同時に思い出したのが、以前テレビ番組などでも紹介されていた、自分と同姓同名の人をSNSなどで探したり募ったりして、同姓同名のコミュニティを作っていた人物だ。その人の真似事だろうか。
だがその例で考えても、そもそも友達申請を送ってきた「徳永」ら本人がカメダ姓ではない(結婚やその他の理由で改姓することは考えられるが)。
友達のカメダさんらも下の名前の頭文字が同じだけで完全な同姓同名ではなく、極めて中途半端である。

または、当時Facebookその他のSNSで、脈絡なく特定の名前などの共通点を持つ人物をフォロー・友達登録して回るイタズラなどが流行っていたのだろうか。しかしそんな話は聞いたことがない(もしそのような事例をご存知の方がいらっしゃるならば、ご教示願いたいが)。

あるいはこの「徳永」ら、単なるカメダさんフェチなのだろうか。
確かにいろいろな意味で印象的な苗字ではある「カメダ」だが、だからといって他人の名前・苗字に興味を持ち、その名前の人物を検索して友達登録して回るだなんていくらなんでも悪趣味である。

このカメダさんたち(本物のアカウントであればだが……)も、こんな怪しい人物からの友達申請をよくもまあ承認したものだ。
先述のように亀田姓のせいでいじめられてきた私からすれば「馬鹿にしているのか」以外の感想はない。

それより何よりもこの際に私が思い出していたことであるが、それはこのときから遡ること2年少々前、mixiで私に声をかけてきた「I LOVE たつろう」のことである。

詳細については記事にまとめたが要約すると、名前の通り「たつろうという名前が大好き」だというmixiユーザーから突然メッセージを送られ、マイミク(友達)登録やメッセージのやりとりを執拗に強要された……という話である。
更に結論を述べてしまうと、これは当時仲の良かった友人による私へのピンポイントの嫌がらせであった。

この「たつろうという名前が好き」だと言って交流を強要してきた「I LOVE たつろう」と、カメダさんをひたすらコレクションしている今回の「徳永」ら、特定の名前への異常な執着という意味でも非常に似通っていると思うのは私だけだろうか。

実際「I LOVE たつろう」についていえば、この名前と自己紹介文でありながらも私以外の「たつろう」さんに友達リクエストをして回るなどしていた様子はなく、今回の徳永らとはそのような違いはある。

だが、例の「I LOVE たつろう」が、時を経てカメダさんコレクター徳永として、今度は実際に多数の見知らぬカメダさんを巻き込んで(あるいは自作自演でカメダさんアカウントを大量に作成し)復活したのではないか……などと考えてしまったのは言うまでもない。
「I LOVE たつろう」の中の人間……私のかつての友人たちが、再び私をコケにするために。

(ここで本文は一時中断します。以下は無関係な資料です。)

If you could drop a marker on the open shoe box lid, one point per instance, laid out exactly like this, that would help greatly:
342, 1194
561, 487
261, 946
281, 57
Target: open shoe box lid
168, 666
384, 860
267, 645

当時この「I LOVE たつろう」事件からは2年ほど経ってはいたが、当時半年近くに及ぶ執拗な嫌がらせを仕掛けてきた彼らのことである。また思い出したように何かしてきても全く不思議ではない。
あの時も彼らは、私への嫌がらせのためだけに幾度もmixiアカウントを作成してきた。Facebookでも同様の事を行うのに躊躇はないだろう。


しかしこの「徳永」ら、いずれもそれ以上のアクションを起こしてくることはなく、いずれも現れた数日後にはアカウントごと消滅してしまった。
此奴らの目的が何だったのか、犯人は誰だったのか気になるところではあったが、結局は判らず終いである。